Ringfort (Rath), Shanacloon, Co. Kerry
Co. Kerry |
Ringforts
A modern field boundary runs straight through this ancient enclosure, bisecting it from northwest to southeast as though the two systems of land division, separated by more than a thousand years, simply failed to notice each other.
The site is known locally as Lisfadda, or Lios Fada in Irish, meaning "long fort", a name that hints at either the shape of the enclosure or some quality of it that was noticed and passed down long after the structure itself fell into disuse.

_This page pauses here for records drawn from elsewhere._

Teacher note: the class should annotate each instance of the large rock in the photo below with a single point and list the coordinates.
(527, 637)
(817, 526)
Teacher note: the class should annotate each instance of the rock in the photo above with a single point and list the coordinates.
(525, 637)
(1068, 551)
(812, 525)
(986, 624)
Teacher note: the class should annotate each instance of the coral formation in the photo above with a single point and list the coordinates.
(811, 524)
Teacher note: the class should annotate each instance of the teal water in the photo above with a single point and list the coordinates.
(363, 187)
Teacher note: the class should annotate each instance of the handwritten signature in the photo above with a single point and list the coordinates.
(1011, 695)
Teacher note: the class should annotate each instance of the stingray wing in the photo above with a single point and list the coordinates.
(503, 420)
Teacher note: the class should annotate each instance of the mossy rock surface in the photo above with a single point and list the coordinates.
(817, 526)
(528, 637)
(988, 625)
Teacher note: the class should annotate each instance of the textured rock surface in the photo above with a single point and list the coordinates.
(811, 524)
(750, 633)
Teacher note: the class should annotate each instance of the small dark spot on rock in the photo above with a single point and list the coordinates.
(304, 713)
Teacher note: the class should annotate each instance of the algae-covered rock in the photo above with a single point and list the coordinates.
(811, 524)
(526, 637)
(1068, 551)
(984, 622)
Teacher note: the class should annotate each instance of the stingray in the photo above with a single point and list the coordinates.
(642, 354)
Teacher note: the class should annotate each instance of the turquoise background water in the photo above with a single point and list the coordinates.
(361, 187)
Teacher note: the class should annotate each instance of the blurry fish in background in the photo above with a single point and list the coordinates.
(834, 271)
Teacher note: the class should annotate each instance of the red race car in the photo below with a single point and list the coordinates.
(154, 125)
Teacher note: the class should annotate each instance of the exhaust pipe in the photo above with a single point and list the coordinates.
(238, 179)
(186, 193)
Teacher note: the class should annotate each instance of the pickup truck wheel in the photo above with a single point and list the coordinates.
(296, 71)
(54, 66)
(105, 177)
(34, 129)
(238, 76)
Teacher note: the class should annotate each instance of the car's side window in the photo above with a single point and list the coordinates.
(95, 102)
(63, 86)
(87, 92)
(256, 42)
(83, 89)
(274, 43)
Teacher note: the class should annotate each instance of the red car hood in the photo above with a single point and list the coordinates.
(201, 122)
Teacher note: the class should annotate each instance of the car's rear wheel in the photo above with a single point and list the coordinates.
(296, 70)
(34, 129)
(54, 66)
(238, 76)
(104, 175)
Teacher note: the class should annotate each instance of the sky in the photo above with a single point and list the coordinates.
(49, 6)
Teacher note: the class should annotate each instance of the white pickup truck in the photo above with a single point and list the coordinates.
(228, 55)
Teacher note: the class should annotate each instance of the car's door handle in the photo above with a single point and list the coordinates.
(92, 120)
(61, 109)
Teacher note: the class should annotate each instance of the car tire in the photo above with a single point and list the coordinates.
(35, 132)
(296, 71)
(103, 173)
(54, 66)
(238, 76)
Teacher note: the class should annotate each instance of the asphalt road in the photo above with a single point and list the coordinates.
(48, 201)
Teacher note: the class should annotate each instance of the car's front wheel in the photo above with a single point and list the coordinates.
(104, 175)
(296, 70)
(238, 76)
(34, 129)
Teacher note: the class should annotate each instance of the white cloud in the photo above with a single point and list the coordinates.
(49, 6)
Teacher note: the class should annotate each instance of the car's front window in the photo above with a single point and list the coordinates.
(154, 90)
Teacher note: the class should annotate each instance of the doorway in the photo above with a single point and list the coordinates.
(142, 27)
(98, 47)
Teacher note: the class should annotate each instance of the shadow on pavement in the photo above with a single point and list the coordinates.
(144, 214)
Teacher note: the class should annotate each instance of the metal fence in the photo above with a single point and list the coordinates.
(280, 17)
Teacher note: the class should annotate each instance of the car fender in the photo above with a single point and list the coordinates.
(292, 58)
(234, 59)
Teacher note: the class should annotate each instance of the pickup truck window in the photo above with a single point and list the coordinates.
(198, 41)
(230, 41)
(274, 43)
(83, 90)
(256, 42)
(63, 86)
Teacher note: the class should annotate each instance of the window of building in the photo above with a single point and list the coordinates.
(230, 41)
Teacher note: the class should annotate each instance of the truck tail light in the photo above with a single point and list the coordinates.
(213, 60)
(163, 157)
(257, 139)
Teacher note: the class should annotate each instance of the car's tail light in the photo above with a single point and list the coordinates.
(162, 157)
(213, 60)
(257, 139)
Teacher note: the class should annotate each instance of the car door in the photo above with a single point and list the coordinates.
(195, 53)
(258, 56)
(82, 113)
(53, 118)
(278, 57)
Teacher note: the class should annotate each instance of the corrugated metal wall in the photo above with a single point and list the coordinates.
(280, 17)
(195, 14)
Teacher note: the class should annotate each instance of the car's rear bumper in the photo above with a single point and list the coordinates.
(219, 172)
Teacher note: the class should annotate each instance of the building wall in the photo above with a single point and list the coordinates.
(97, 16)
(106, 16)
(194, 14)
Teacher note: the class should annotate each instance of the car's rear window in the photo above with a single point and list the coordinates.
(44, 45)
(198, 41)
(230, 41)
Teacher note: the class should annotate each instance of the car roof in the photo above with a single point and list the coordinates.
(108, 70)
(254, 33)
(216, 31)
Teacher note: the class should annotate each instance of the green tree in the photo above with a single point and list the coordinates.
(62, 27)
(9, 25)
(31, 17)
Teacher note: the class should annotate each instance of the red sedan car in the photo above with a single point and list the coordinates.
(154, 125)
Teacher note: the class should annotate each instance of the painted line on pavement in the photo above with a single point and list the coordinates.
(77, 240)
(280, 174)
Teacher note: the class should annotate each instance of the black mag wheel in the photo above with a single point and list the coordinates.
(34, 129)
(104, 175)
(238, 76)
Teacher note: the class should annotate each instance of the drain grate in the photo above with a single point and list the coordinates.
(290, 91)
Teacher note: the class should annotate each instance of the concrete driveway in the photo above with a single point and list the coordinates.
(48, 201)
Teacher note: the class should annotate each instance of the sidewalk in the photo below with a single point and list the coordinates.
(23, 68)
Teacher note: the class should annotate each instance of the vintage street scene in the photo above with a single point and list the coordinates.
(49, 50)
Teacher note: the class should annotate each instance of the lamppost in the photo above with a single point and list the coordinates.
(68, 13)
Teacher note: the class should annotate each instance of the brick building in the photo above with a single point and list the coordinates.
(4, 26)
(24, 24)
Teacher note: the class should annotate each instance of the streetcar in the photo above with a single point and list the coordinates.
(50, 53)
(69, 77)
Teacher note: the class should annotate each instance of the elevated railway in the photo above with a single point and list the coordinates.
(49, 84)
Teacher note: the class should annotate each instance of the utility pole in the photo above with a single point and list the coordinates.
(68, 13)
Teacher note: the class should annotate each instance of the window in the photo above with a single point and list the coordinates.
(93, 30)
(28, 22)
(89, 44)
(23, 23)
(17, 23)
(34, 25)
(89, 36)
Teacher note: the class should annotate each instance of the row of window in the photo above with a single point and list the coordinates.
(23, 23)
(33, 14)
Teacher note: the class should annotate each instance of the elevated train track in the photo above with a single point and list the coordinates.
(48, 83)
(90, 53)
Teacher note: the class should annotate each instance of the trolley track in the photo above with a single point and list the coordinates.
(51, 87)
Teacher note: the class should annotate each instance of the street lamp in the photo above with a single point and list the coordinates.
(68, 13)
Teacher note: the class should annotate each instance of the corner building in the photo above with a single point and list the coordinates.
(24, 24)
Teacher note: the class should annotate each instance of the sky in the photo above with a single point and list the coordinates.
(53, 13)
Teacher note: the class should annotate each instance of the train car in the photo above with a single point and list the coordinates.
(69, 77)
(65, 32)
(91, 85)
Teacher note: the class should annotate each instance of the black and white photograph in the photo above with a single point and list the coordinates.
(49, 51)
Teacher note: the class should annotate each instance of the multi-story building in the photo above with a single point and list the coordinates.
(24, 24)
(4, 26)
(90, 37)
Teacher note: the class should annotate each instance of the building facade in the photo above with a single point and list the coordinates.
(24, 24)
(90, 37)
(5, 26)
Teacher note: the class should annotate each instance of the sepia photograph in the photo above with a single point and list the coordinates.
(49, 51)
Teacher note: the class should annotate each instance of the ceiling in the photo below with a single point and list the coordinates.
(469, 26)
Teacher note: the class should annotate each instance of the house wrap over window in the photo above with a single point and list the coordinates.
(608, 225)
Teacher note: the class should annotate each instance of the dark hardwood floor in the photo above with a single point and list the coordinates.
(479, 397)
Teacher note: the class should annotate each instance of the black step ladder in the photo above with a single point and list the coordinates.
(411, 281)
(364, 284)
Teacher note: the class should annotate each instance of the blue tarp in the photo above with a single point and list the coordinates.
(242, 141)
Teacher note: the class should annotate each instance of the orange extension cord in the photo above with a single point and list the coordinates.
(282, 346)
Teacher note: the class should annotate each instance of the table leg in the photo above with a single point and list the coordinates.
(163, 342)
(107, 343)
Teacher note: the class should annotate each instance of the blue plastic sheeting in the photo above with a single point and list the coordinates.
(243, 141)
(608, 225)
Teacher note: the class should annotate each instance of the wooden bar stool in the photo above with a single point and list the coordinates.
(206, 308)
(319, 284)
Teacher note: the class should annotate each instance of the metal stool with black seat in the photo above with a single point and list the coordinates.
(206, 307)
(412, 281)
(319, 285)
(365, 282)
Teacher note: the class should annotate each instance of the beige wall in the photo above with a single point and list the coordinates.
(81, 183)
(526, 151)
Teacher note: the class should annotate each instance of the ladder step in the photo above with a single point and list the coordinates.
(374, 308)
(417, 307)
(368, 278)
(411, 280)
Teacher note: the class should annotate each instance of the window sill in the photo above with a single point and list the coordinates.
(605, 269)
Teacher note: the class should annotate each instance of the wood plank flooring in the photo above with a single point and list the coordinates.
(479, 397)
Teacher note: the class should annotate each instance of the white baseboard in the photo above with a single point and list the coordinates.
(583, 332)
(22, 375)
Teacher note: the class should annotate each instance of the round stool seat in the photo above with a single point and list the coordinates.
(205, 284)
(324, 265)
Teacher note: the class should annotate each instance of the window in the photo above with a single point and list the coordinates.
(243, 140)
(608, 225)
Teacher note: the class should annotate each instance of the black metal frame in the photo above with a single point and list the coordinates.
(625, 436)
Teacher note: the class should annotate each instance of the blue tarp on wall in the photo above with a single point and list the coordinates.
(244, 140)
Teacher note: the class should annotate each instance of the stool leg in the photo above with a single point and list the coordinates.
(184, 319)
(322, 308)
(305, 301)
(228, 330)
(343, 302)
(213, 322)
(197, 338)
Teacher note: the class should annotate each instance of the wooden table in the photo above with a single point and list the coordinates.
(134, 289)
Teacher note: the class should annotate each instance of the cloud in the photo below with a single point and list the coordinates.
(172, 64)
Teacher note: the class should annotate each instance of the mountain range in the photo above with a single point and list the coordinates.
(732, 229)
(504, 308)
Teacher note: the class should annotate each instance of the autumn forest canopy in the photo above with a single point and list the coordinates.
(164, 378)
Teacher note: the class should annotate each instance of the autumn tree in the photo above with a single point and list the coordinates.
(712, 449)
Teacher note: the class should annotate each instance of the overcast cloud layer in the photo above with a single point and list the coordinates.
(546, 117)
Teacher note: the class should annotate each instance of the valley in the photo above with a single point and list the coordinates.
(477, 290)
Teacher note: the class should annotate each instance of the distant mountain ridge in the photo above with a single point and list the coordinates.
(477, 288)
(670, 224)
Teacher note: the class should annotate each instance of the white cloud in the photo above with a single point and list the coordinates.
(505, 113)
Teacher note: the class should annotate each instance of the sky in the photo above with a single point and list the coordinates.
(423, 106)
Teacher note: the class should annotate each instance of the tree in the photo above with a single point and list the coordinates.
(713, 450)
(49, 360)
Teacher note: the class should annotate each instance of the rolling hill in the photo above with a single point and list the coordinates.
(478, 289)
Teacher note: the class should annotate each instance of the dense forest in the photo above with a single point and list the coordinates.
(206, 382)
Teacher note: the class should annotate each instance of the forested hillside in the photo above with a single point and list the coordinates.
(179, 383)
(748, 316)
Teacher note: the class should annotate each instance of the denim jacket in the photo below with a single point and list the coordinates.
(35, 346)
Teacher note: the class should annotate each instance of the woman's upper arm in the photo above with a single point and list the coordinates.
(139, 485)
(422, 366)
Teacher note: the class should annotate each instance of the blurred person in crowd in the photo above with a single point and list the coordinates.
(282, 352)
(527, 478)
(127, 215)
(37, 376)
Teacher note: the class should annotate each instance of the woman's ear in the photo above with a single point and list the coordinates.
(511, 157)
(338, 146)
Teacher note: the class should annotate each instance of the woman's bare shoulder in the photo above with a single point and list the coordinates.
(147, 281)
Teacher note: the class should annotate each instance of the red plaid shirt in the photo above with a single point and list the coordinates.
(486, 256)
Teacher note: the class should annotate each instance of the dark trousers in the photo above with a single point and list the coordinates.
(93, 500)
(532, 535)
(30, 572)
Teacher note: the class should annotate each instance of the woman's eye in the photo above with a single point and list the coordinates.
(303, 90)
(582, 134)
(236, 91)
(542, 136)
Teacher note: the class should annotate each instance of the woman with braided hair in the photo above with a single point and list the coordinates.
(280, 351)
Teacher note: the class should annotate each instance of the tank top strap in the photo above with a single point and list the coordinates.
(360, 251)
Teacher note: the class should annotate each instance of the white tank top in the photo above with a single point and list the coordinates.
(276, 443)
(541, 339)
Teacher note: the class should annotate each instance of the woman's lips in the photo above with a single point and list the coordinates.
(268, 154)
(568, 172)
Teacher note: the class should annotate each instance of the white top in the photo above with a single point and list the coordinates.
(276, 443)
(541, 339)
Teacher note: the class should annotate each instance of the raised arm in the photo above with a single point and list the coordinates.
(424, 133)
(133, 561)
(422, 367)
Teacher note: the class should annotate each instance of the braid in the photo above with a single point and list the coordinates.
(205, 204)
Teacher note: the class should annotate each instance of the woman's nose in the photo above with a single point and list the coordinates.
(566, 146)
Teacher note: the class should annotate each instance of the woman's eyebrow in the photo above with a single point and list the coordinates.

The earthwork belongs to the class of monument known as a rath, a roughly circular enclosure defined by an earthen bank and, originally, an external ditch. Raths were built and occupied primarily during the early medieval period, roughly the fifth to twelfth centuries, and served as enclosed farmsteads for families of some local standing. This example sits in gently sloping pastureland that runs westward towards the Glasheencockusuck stream, north of Macgillycuddy's Reeks. The surviving bank still reaches an external height of around two metres, with a basal width of 3.3 metres, which gives a reasonable sense of its original bulk, though the interior has been levelled to the east of the field boundary and the rest is heavily overgrown. The internal diameter runs to approximately 35 metres on the northwest to southeast axis. What the interior once contained, whether a timber house, storage pits, or other features, is not visible from the surface now.